Effects of ceftriaxone administration on WM during withdrawal from cocaine. A: Representative Western blot of 10 μg protein from NAc from one mouse from each group. GAPDH was used as a loading control. B–F: WM protein levels in control; 17 days ceftriaxone followed by 30 days vehicle during withdrawal (Ceft); 14 days cocaine followed by 30 days vehicle during withdrawal (Coc); 3 days ceftriaxone pretreatment followed by 14 days of ceftriaxone and cocaine, and 30 days of vehicle during withdrawal (Coc with Ceft); 14 days of cocaine followed by 30 days ceftriaxone (200 mg/kg) during withdrawal (Coc then Ceft). B: Quantification of MBP. *P < 0.05, **P < 0.01. C: PLP. *P < 0.001, **P < 0.05. D: PLP alternate isoform (DM20). *P < 0.05. E: Myelin oligodendrocyte glycoprotein (MOG). *P < 0.001, **P < 0.01. F: MAG. *P < 0.001, **P < 0.01 levels. n = 8 to 10 mice per group with one-way analysis of variance with Bonferroni's multiple comparison post hoc testing. G–I: Double immunofluorescence labeling of nucleus accumbens from (G) control; (H) cocaine (15 mg/kg) for 14 days, followed by 30 days vehicle during withdrawal and a single dose challenge of cocaine; (I) cocaine (15 mg/kg) for 14 days, followed by 30 days ceftriaxone during withdrawal and a single dose challenge of cocaine. Tissues are labeled with MBP in green, neurofilament in red, and nuclei labeled in blue with DAPI. Original magnification, ×40. Scale bar = 10 μm. DM20, PLP alternate isoform; MAG, myelin-associated glycoprotein.

Figure 3

Evidence of decreased glutamate subtype transporter-1 (GLT1) and increased caspase-3 activity in oligodendrocytes of cocaine-treated mice. A: GLT1 levels in NAc of control; 17 days ceftriaxone only (Ceft) followed by 30 days vehicle during withdrawal; 14 days cocaine only (Coc) followed by 30 days vehicle during withdrawal; 3 days Ceft pretreatment followed by 14 days of ceftriaxone and cocaine (Coc with Ceft) and 30 days of vehicle during withdrawal; 14 days of cocaine followed by 30 days ceftriaxone (Coc then Ceft) during withdrawal. *P < 0.01. B: Representative Western blot of GLT1 levels in 10 μg protein from NAc from one mouse from each group. GADPH was used as a loading control. C: Representative using Western blot of cleaved caspase-3 levels in 40 μg protein from NAc from one mouse from each group.

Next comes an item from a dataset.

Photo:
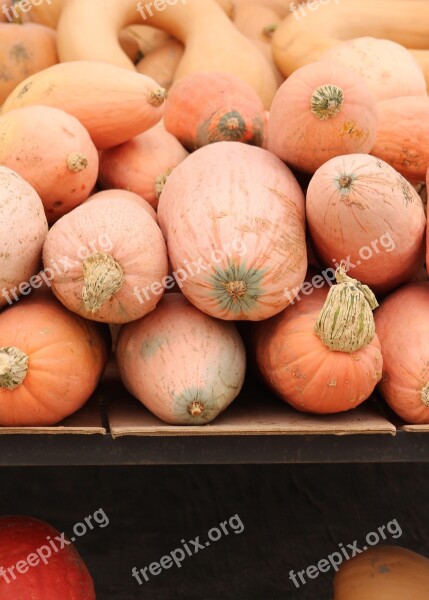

GAPDH was used as a loading control. *P < 0.05, **P < 0.01. D: Cleaved caspase-3 protein levels in control; 14 days cocaine followed by 30 days vehicle during withdrawal (Coc); 14 days of cocaine followed by 30 days ceftriaxone during withdrawal (Coc then Ceft). n = 8 to 10 mice per group with one-way analysis of variance with Bonferroni's multiple comparison post-hoc testing. E–G: NAc tissues from representative mice are labeled with an antibody against cleaved caspase-3 in green, CC1, an oligodendrocyte-specific maker in red, and nuclei in blue with DAPI. E: NAc tissues from control show robust CC1-immunoreactivity (red) with no evidence of caspase-3 activity. F: NAc tissues from cocaine-treated mice show decreased CC1-immunoreactivity (red) with evidence of caspase-3 activity (green, arrowheads) associated with CC1-1+ oligodendrocytes (red). G: NAc tissues from cocaine treated mice that received ceftriaxone during withdrawal show CC1-immunoreactivity (red) with undetectable caspase-3 activity (green). Original magnification, ×100. Scale bar = 10 μm.